The Weekly Standard has officially abandoned Burke-Hamilton elitism in favor of Limbaugh-Palin populism, which was probably inevitable. What's puzzling is that they've enlisted contributing editor P.J. O'Rourke, of all people, to make the final break.
O'Rourke's most recent article takes The Washington Post to task for talking ill of those fellow citizens of ours who have spent so much time shouting things in auditoriums as of late. One Post piece in particular prompts P.J.'s prodigious political, uh, criticism:
Then, to add idiocy to insult, the Post sent Robin Givhan to observe the Americans who are taking exception to various expansions of government powers and prerogatives and to make fun of their clothes... Meeting with Givhan's scorn were "T-shirts, baseball caps, promotional polo shirts and sundresses with bra straps sliding down their arm."
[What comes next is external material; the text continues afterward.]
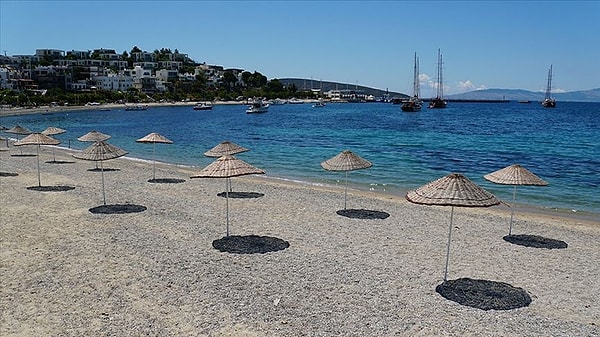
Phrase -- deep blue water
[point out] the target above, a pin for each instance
(560, 145)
We learn, then, that making fun of other people's clothes now constitutes "idiocy" according to O'Rourke, who must not recall anything he himself has written over the past quarter century.
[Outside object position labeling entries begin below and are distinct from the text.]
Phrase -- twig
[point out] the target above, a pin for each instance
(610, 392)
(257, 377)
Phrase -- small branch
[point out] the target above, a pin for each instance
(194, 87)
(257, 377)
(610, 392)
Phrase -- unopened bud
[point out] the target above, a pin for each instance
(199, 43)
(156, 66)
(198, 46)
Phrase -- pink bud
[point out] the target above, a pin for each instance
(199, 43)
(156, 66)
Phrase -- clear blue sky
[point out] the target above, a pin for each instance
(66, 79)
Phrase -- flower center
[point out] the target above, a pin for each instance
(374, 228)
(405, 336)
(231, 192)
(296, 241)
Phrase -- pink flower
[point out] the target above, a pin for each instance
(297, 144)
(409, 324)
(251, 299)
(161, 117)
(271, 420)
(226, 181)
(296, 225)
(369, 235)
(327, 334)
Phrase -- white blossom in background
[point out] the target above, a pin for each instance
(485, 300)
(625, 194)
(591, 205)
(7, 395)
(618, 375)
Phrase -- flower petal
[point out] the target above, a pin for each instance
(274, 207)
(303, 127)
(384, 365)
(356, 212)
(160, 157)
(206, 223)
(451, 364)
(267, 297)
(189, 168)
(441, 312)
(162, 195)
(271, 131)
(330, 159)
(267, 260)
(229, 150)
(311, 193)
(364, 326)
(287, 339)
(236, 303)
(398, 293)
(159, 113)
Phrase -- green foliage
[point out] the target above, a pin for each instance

Luckily, I've committed most of it to memory. P.J. O'Rourke once began an article on the 1990 Nicaraguan elections with a multi-paragraph critique of the sort of clothes worn by those visiting American liberals who supported the Sandinistas. He included similar critiques of liberal dressing habits in an article on the 1994 Mexican elections. He spent a good portion of a piece on a general increase in world travel decrying the fashions of tourists in general and the French in particular, and elsewhere took issue with the appearances of those among the Great Unwashed who now fly on commercial airliners. He made fun of those who appeared before the Supreme Court in opposition to a flag burning ban for their general ugliness. He spent much of the '90s micking youngish leftists for wearing nose rings and black outfits - in fact, he did this so much as to actually ruin it for everyone else through overuse - and did so on at least one occasion in the pages of The Weekly Standard itself. He's written an entire article in which he and his girlfriend roam around an Evangelical-oriented theme park and make fun of everyone present for their general slovenliness. And he once wrote that Hillary Clinton should stop messing with her own hair and instead "do something about Chelsea's."
He was right. Aging liberals who run around Latin America and Mexico dress like idiots. Half of the people one today encounters on a domestic flight would have been correctly barred from the plane by the captain in a more civilized age. I don't even know where to start with the sort of French people who wander Manhattan in August. Earnest young leftists should be wearing suits or at least a button-down shirt instead of whatever the fuck they think they're doing now. You can probably imagine what a bunch of Middle American Evangelicals look like when they're at the mall. And Chelsea Clinton's hair was all nuts way back when.
Sarah Palin is elevated to a realm once frequented by Alexander Hamilton and John Adams, and suddenly the most capable among the conservative commentariat must pretend that the masses are above reproach and their passions completely reliable, assuming that those passions happen to coincide with the aims of the Heritage Foundation. Seeing William Kristol pretend to admire the innocent primitivism of the sort of people with whom he would rightfully never associate is one thing; Kristol has never been of value. But O'Rourke was once the greatest political humorist of the conservative movement, as well as a strong advocate of taste back when taste still favored Republicans.